I will try to use as little math and jargon as possible…

**Beta **is one way to look at a stock’s behavior relative to the rest of the stock market. The most common way to compute beta for a stock is to compare its price over a 3 year period versus the S&P 500. The beta for a stock can be computed with daily, week, monthly or other data. Generally the difference in the final answer is small between these. Personally, I favor a beta based on daily closing values, but for this blog post I’ll stick with a monthly beta computation.

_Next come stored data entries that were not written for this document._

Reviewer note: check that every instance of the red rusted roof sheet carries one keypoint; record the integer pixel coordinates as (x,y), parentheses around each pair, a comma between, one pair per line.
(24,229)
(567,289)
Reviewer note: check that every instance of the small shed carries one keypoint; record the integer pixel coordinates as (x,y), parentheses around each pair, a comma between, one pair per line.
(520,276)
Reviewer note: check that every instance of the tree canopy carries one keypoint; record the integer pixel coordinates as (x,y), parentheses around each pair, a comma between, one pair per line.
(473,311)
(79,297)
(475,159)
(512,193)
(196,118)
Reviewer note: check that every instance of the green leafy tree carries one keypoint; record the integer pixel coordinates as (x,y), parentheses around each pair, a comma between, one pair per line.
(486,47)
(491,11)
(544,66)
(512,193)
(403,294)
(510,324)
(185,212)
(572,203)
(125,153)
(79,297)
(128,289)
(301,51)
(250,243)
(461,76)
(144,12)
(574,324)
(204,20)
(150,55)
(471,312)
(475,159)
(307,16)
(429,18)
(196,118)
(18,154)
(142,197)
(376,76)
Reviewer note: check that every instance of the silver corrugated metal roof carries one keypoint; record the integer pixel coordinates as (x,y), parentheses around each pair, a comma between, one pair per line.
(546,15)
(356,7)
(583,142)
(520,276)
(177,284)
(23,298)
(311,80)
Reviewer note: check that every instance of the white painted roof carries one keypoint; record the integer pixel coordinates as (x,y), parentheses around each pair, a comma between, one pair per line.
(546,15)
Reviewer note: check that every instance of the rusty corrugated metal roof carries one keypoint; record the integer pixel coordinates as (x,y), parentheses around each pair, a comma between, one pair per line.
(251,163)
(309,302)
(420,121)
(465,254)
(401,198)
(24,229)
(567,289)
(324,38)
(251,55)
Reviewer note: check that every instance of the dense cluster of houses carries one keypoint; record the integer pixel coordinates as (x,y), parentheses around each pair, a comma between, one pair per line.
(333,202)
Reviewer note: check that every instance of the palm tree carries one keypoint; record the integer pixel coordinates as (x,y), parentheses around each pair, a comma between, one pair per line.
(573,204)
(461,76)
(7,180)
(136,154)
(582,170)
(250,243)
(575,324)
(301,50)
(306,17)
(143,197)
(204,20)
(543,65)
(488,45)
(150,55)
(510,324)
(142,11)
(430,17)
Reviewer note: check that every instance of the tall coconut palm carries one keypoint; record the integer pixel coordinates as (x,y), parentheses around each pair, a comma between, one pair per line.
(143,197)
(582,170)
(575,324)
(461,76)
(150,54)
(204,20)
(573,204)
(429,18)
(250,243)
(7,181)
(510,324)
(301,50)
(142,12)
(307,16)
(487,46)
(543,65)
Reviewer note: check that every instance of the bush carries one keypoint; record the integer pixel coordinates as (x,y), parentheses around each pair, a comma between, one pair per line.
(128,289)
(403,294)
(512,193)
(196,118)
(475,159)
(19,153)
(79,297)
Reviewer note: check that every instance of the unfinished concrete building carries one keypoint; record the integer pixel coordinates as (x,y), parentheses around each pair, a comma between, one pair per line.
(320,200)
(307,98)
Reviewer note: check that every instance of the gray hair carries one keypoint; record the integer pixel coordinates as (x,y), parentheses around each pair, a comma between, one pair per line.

Lets compute beta for CSX versus SPY (an S&P500-based index EFT) using Microsoft Excel 2010:

- Go to Yahoo Finance and type in ticker symbol CSX.
- Click on “Historic Prices” and set the range from Oct 18, 2007 to Oct 18, 2010. Select the “Monthly” radio button.
- Scroll to the bottom of the page and click “Download to Spreadsheet.”
- When prompted select “Open With -> Microsoft Excel”.
- Cut and paste the data in the “Adj Close” column to a new spreadsheet.
- Repeat the above process for SPY. Put the SPY data in a column adjacent to the adjusted CSX closing price data.
- Compute the variance of SPY for example SPY data points e.g. “=VAR.S(C4:C40)”
- Compute the covariance of CSX with respect to SPY e.g. “=COVARIANCE.S(B4:B40,C4:C40)”
- Beta is, by definition, the value in step 8 divided by the value in step 7. However I have found this not the case when using the MS Excel 2010 formulas above. The next steps tell how I “fix” this beta.
- Compute average values for CSX and SPY: e.g “=AVERAGE(B4:B40)” and “=AVERAGE(C4:C40)”
- The fixed value is the result of step 9 * the SPY average/the CSX average. This is CSX’s 3-year, monthly beta.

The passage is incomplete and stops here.